Since its inception, MDA has invested more than $1 billion collectively in the laboratories of 7,000 scientists, helping build the entire field of neuromuscular disease biology and pioneering technologies such as the identification of disease-causing genes, gene therapy, antisense oligonucleotides, and, most recently, gene editing.

“The basic science research that is annually supported by the MDA is like a fountain, springing forth new discoveries that drive future treatments and cures.”
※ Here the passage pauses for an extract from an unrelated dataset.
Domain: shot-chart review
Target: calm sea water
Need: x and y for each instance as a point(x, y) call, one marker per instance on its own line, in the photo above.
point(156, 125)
This investment is bearing fruit. To date, MDA-sponsored research has led to the development of seven FDA approved therapies including Rilutek® for ALS, Myozyme® for Pompe disease, Keveyis® for periodic paralysis, Spinraza® for spinal muscular atrophy (SMA), and Exondys 51®, Emflaza®, and Vyondys 53® for Duchenne muscular dystrophy (DMD). MDA also funded the first gene therapy trial for any form of muscular dystrophy in 1999 and the first vector-based gene therapy trial for DMD in 2006. All three gene therapies in clinical testing for Duchenne in the US now are based on strategies developed with MDA funding. In 2019, MDA was awarded the Sonia Skarlatos Public Service Award by the American Society for Cell and Gene Therapy for its work in advancing gene therapy.

“In the early years few people believed that gene therapy would ever work. However, MDA believed in my ideas, and without their support, the AAV/micro-dystrophins that are currently being tested in clinical trials for DMD would have never been developed.”